Tem acompanhado a Copa do Catar?

De 1970 a 2018 vi todos as Copas presencialmente. A primeira vez no México, em 1970 fui com os poucos meios que tinha, porque não tinha dinheiro. Mas este ano decidi não ir ao Catar, porque para mim não é um cenário adequado para um Mundial. A Copa deve ser disputada na Itália, na Argentina, na Alemanha...Ver campeões como Messi jogar no Catar é como ver Astor Piazzolla dar um concerto num bar de bairro. É uma Copa muito triste, não estou gostando deste espetáculo. Falta contexto cultural ao Catar para apreciar realmente o que o futebol tem para oferecer.

É uma questão de acústica, poderíamos dizer.

Exatamente. Imagine um verdadeiro estádio, com verdadeiros torcedores. As pessoas no Catar não são fãs de futebol, são pessoas que consomem negócios, que consomem qualquer produto que lhes seja posto à frente.
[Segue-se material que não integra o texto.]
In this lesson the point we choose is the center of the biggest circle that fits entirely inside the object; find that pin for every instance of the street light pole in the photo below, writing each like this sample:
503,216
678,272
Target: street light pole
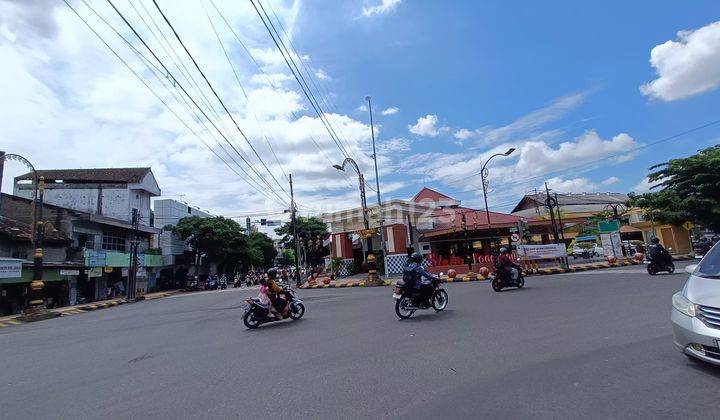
36,310
377,180
363,201
483,176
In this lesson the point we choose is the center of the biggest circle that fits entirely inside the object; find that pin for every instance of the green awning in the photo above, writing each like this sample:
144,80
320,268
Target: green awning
52,274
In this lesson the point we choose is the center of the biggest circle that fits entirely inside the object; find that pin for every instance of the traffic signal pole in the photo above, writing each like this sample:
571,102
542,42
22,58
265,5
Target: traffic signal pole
293,220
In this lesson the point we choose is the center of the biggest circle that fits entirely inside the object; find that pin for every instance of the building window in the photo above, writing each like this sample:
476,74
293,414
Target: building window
114,241
86,241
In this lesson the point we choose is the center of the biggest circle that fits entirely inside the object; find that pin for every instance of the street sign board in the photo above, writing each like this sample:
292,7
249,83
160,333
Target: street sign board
542,252
10,269
69,272
607,226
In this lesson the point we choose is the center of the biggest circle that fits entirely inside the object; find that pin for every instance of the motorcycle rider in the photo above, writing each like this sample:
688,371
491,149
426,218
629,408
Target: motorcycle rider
275,292
506,264
413,276
658,254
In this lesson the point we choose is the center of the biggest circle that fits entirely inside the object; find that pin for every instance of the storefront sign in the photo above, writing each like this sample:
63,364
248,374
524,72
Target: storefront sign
69,272
607,226
612,245
541,252
95,272
10,269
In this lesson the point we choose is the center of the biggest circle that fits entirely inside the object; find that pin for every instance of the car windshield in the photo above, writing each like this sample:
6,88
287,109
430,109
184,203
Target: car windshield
710,265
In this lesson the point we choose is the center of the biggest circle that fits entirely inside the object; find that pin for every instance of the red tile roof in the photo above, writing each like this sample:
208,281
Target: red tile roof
428,194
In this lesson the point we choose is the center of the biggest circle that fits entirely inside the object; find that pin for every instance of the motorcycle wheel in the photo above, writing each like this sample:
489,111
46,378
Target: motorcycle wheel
401,307
297,311
250,320
439,300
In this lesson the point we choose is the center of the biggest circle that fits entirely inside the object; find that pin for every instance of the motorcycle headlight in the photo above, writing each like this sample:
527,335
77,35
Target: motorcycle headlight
683,304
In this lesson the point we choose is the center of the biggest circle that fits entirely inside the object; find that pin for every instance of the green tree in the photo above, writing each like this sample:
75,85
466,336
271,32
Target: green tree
221,240
311,232
689,190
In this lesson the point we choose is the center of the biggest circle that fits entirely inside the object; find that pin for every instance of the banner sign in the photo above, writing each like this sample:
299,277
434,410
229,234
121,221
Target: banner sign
541,252
612,245
69,272
10,269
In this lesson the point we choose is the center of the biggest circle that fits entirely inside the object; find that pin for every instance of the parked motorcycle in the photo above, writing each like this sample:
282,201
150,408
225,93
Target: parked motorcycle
499,282
407,300
654,267
660,262
257,313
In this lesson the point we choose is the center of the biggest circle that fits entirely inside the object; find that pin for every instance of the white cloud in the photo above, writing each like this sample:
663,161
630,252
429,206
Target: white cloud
427,126
65,86
686,67
644,186
573,185
320,74
463,134
385,6
528,126
390,111
611,181
393,145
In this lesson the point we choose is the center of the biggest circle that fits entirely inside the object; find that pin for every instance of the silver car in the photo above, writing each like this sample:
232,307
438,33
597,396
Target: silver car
696,310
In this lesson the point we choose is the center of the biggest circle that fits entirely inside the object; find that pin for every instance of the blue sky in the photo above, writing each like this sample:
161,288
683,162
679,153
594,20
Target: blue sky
576,87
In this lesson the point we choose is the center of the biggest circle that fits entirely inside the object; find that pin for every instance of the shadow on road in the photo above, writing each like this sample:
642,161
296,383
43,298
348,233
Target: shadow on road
430,316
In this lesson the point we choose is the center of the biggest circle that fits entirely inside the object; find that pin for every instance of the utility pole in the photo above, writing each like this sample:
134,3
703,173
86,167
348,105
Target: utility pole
134,242
293,220
383,246
549,203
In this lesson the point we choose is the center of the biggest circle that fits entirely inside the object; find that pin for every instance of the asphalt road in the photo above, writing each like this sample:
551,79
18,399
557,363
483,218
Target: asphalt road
595,345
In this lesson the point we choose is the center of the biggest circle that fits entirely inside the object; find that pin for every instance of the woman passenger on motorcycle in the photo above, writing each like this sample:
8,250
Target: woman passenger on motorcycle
275,292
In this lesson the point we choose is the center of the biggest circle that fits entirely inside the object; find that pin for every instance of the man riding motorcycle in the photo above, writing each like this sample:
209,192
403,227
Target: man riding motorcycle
658,254
275,293
414,275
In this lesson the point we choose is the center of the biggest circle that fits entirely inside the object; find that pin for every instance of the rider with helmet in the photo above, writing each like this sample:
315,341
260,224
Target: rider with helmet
506,264
417,278
658,254
275,292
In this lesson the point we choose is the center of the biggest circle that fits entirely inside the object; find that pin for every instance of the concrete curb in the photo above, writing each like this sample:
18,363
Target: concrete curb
466,279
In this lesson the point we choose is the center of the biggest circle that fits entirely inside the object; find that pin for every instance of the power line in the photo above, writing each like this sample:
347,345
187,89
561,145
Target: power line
212,89
237,78
182,121
298,78
167,71
295,116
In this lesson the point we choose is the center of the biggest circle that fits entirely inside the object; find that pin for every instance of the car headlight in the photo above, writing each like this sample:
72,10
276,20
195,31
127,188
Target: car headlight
683,304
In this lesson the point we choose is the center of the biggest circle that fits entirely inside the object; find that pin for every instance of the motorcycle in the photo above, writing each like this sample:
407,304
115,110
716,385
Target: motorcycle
499,282
654,267
407,301
257,313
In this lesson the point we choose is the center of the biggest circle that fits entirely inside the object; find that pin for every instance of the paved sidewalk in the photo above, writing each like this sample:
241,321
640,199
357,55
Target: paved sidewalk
13,320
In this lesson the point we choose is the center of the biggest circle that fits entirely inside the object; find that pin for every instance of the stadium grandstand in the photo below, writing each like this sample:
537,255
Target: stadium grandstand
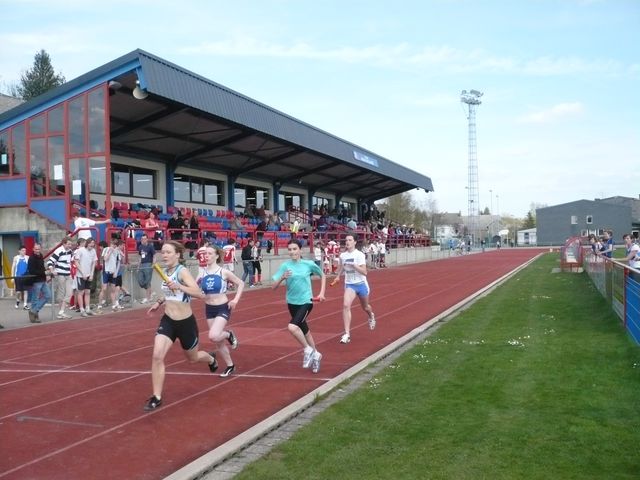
140,135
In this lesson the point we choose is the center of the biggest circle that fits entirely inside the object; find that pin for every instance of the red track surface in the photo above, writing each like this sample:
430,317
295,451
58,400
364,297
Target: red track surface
72,392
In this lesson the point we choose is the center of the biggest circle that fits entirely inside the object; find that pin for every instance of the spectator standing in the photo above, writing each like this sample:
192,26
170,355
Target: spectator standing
147,253
40,290
354,266
229,257
247,262
201,255
59,264
111,259
85,259
632,251
382,253
175,226
256,257
317,253
152,227
296,274
18,270
607,244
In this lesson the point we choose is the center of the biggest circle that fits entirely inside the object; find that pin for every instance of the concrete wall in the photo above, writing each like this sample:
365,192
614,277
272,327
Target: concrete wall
554,224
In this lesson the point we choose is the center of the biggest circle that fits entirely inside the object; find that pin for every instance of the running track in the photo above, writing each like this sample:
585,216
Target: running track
71,393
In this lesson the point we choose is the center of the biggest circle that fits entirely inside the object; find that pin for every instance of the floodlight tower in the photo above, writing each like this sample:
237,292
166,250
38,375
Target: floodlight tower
472,99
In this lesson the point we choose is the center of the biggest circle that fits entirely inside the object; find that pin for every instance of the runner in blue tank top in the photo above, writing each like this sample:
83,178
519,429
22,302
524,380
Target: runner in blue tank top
218,308
178,321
Mas a acústica de um teatro como o Colón (local histórico de Buenos Aires) não é como a de um bar de bairro. E a música de qualidade precisa de acústica de qualidade. O mesmo se aplica ao futebol. E quem assiste aos jogos da Copa é simplesmente uma audiência, não um grupo de torcedores. Esta é uma diferença importante. Estas não são pessoas que apreciam o jogo. Também porque, sejamos honestos, os torcedores de futebol não são ricos. Aqueles que estão hoje no Catar são turistas que passam o seu tempo vendo os jogos.

sua Argentina parece ter finalmente acertado o passo.

Continuo a pensar na música. O futebol é como a música, a primeira coisa que se deve ter numa orquestra são os músicos, que devem ser bons. Mas se a partitura é medíocre, até os bons músicos sofrem. A Argentina tem músicos de qualidade e encontrou um maestro, Scaloni, que compreendeu quais eram as características dos seus músicos e conseguiu criar uma orquestra compacta e afinada. Mas longe de mim pensar que a Argentina é a melhor orquestra do mundo. É uma orquestra afinada que tem um salto quântico num individualista excecional, que é obviamente Messi. Mas ele não poderia fazer o que faz sozinho.

Qual instrumento toca Messi?

Todos. Ele é o grande músico que a Argentina tem.

Qual tipo de Copa estamos acompanhando?

O futebol está a experimentar uma decadência espantosa. É a primeira vez na história da Copa que não se conhecem os jogadores das equipes. Antes sabia-se que a Alemanha tinha Beckenbauer, hoje quem conhece o líder da Alemanha? Para além de Messi, Modric e Mbappé, quantos são realmente conhecidos? E tudo isto é uma consequência do fato de as seleções nacionais serem um negócio.

Notou algum progresso tático nesta Copa?

Não. Os treinadores definem-se pela sua concepção de futebol através de quatro parâmetros: defesa, recuperação de bola, gestão e definição. É muito difícil desenvolver bem mais do que uma característica ao mais alto nível. No entanto, é simples: o mais importante no futebol é a bola. Por exemplo, o Brasil dos anos 70, aquele com os cinco "10", praticamente não precisava de pessoas para recuperar, porque a equipe jogava num espaço apertado. Aquela Copa foi a minha primeira, a vi graças ao meu sogro, que me deu um cartão Diners. Esse Brasil era um time imbatível e irrepetível, a melhor seleção que já vi na minha vida.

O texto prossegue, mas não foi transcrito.